There’s a lot to be said in The Reaping‘s favor. The special effects are, while generally not overdone, convincing in their effectiveness. And Hopkins doesn’t try to oversell it early on. He knows a river of blood is gruesome to look at, but not worthy of a jump scare, at least not when you know it’s just sitting there. In fact, despite its horror movie categorization, this is a film that primarily goes for a sense of “eerie” over “scary”. Nobody who can handle a standard action film should worry about getting nightmares from this film; it’s not trying for that.
Instead, it tries to gradually increase emotional tension and a sense of the bizarre as matters progress. And with the townsfolk becoming increasingly nervous, and increasingly ready to blame an isolated young girl (AnnaSophia Robb) as the source of their woes, it mostly succeeds on that. Swank, of course, is determined to save the girl by finding a rational explanation for everything before a lynch mob forms. But the more things happen, the more supernatural they appear to be.

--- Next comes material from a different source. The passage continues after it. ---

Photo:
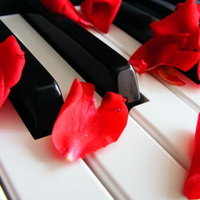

There are a few problems with the film, though. The first is that we really only have a couple characters to care about, and we already know what the main character’s emotional arc is going to look like. (Ex-preacher turned atheist? Hmm… what are the writers going to do with her?) Second, and I admit this is a minor point, is that it does get its details wrong on its biblical references. At one point, a character states the plagues are happening one after another in the exact order as they unfold in the Bible, and that this cannot be a coincidence. Yet in fact they aren’t in order. It’s a very minor thing, and I wouldn’t have noticed, let alone been bothered by it, if they hadn’t brought it up. But they did bring it up.
The last issue is a little bit spoilerish, and I won’t say exactly what it is, but just discussing it a little may constitute a spoiler as it has to do with the ending. Like a lot of horror films, there’s a last-minute twist at the end, and like a lot of horror films, it adds a sense that things aren’t truly over. In this case, it feels a bit like a kick in the teeth. It not only gives the whole thing a certain sense of futility, but it feels as if it undermines the central message that the film makes — if all parts up until then are considered. A last minute “still a threat” twist works in a lot of horror films, but it doesn’t feel right in this film.
Even so, despite those issues, The Reaping is still a reasonably entertaining film, and might be particularly suited for people who want something that’s just a little bit dark and supernatural for Halloween without going for the truly intense scares.